Malcolm GladwellIt’s not as odd as it sounds, but innovations in spaghetti sauce (and Pepsi, and mustard) might hold clues as to how Glow, the Curriculum for Excellence and other ‘national’ initiatives can prove successful on the most niche of local levels.

At Learning and Teaching Scotland I’ve been leading some monthly Inspiration Sessions, today being the second one. Last month’s debates were based on Sir Ken Robinson’s Do Schools Kill Creativity?, and from it came some key points for development in the way staff might approach certain challenges. More on those later, I hope, but for the first session we kept the results on our staff forum to see what would happen. 10 times the number of views than normal is what happened; people have seen where they can move things forward for themselves. You can see some of the links we discussed on delicious.

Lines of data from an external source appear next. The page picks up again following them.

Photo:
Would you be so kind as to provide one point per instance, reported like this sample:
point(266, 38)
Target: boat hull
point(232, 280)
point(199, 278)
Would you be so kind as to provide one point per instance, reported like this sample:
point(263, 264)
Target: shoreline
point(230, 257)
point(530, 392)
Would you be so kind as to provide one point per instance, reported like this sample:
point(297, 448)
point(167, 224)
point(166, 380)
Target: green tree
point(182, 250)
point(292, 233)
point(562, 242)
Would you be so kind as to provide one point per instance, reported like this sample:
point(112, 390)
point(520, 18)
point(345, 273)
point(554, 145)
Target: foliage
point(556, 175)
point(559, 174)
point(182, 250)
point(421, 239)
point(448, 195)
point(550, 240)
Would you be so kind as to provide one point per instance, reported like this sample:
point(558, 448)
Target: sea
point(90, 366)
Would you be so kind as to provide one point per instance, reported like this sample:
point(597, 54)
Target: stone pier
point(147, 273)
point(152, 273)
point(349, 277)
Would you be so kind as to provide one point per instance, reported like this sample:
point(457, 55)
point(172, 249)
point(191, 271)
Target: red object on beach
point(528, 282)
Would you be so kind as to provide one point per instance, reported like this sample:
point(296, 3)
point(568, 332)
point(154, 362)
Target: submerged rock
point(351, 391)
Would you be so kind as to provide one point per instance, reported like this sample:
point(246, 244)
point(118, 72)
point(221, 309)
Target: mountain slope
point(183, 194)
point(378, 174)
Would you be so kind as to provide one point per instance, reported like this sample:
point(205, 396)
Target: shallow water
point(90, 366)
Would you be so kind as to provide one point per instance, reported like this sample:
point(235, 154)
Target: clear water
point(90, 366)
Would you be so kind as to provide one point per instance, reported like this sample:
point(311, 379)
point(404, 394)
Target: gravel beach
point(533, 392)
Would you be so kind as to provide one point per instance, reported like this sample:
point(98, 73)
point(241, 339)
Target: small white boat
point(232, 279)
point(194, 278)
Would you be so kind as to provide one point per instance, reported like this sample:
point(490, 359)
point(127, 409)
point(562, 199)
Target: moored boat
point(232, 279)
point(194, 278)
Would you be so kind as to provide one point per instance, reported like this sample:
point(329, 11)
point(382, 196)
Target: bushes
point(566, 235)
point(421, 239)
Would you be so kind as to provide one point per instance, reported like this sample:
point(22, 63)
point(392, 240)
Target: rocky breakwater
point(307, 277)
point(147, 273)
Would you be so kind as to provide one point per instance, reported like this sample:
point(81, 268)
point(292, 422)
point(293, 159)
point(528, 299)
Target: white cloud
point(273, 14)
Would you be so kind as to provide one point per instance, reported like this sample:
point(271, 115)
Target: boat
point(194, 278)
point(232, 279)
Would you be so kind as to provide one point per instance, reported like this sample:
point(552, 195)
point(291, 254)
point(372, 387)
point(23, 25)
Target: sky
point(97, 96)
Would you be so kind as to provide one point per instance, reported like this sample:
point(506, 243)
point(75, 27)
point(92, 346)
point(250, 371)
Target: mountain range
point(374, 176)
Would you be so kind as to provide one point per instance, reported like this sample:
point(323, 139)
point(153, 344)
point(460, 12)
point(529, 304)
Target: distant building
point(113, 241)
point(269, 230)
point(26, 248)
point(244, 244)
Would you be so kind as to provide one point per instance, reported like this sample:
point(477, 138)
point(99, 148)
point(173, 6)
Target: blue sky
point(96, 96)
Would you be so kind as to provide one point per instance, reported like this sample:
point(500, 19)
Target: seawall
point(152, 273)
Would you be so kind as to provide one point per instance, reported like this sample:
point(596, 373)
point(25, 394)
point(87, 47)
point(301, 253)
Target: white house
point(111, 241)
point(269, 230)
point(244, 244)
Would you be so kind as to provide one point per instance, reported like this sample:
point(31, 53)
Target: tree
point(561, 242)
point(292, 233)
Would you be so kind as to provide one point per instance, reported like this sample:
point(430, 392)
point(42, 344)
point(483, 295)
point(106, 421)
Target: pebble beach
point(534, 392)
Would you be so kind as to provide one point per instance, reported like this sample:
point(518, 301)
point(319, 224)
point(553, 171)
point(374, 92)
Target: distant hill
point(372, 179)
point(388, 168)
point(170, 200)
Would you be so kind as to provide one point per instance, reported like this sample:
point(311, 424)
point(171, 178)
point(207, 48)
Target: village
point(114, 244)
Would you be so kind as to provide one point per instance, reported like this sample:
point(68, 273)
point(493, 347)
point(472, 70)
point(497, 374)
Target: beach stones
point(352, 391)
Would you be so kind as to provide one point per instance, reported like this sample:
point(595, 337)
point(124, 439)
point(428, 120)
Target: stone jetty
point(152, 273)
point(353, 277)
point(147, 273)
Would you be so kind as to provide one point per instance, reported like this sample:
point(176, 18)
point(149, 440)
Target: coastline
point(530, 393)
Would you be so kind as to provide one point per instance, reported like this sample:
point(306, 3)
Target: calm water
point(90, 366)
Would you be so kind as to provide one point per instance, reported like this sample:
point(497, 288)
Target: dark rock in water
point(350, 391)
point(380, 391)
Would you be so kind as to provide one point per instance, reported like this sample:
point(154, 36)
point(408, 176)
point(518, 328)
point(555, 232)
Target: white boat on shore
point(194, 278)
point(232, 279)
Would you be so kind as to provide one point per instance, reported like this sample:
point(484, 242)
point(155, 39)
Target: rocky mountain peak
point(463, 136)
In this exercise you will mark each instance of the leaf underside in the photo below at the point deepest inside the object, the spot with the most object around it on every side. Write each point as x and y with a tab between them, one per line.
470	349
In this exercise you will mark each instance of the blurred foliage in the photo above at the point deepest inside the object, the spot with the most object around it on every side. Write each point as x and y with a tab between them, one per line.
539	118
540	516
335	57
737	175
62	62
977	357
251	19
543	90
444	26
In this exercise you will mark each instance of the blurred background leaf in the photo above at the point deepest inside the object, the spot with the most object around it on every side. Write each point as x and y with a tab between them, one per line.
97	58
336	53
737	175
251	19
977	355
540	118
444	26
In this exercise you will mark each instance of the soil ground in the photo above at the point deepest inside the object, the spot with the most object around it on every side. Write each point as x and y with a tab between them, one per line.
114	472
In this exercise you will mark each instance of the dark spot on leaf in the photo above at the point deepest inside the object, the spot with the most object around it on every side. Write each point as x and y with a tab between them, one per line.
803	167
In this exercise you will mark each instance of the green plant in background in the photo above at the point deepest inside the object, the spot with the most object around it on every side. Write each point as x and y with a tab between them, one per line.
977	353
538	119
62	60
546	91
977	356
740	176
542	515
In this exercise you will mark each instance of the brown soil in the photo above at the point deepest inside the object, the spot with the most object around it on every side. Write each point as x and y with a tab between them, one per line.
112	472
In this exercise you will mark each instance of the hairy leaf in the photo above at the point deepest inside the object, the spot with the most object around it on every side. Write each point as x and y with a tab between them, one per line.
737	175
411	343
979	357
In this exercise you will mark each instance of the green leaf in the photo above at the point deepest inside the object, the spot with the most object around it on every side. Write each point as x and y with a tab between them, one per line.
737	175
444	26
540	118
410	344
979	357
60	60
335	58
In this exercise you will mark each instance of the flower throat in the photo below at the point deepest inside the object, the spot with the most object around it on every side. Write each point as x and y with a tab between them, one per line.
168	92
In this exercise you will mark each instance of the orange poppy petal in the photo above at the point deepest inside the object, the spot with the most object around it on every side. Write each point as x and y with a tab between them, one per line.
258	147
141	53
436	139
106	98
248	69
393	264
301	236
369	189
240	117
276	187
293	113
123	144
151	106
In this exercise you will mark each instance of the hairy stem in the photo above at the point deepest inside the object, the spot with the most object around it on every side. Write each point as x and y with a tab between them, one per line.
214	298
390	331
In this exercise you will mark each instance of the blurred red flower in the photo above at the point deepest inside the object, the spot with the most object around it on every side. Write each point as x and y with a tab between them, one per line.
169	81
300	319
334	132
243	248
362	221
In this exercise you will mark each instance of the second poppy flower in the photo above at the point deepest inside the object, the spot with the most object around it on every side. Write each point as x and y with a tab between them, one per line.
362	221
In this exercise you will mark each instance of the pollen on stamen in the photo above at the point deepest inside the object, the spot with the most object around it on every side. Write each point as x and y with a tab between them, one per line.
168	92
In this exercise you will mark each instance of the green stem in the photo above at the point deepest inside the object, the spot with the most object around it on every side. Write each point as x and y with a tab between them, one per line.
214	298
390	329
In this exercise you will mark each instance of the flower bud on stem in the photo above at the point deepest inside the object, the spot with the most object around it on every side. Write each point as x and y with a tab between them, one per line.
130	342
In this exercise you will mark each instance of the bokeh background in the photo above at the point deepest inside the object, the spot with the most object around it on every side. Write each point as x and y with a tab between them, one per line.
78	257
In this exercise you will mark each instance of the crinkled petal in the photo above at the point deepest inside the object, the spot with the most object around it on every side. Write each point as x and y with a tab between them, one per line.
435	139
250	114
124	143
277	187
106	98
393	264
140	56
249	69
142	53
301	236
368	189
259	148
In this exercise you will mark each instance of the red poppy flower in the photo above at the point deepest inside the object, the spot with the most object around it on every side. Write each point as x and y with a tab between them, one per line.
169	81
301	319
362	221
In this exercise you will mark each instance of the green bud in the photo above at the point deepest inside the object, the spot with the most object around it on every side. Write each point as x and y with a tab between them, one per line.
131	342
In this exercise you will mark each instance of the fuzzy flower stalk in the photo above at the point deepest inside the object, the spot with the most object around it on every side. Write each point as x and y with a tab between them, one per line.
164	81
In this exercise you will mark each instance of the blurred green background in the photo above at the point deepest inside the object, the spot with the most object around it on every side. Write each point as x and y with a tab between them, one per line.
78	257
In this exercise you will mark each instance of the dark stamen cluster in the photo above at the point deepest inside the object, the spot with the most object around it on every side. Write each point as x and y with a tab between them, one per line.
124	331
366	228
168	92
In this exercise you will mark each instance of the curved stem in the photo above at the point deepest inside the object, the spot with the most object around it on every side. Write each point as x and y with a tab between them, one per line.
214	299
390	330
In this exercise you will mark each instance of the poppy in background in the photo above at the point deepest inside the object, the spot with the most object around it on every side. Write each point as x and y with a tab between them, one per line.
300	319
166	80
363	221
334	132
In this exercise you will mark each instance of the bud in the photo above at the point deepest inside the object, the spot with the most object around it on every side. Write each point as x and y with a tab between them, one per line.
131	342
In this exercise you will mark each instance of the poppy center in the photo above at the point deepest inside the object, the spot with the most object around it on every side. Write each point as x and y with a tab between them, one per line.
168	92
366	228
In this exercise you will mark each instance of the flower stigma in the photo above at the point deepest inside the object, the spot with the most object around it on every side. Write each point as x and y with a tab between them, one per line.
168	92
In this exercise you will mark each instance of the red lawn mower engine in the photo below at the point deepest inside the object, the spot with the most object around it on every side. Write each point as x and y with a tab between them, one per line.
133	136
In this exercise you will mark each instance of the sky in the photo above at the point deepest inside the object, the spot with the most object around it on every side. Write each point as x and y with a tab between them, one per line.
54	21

This month, I was curious to see how the niche would be catered for in Glow and the Curriculum for Excellence, especially having recently presented a fair bit on how the social web has capitalised on small passionate communities. The basis was Gladwell’s talk on how marketers in the past forty years have discovered the niche’s power, in much the same way as Chris Anderson’s The Long Tail describes. As some of my colleagues noted, most of the ‘big deals’ in Scottish education these past few years have been “national initiatives” or “national programmes”, leaving LTS and Local Authority staff to impress the importance of local contexts and connections. It’s what Gladwell calls the “platonic dish” approach to policy: this is the right way to do it, there is no other, versus a more user-centred approach, where we empower the user to do what they want, versus an “ask the user what they want” approach, with the complication that the user doesn’t always know what they want. Gladwell puts all these three arguments forward and leaves you buzzing, recognising elements of each in every project you’ve ever done, and not entirely sure where you want to go next.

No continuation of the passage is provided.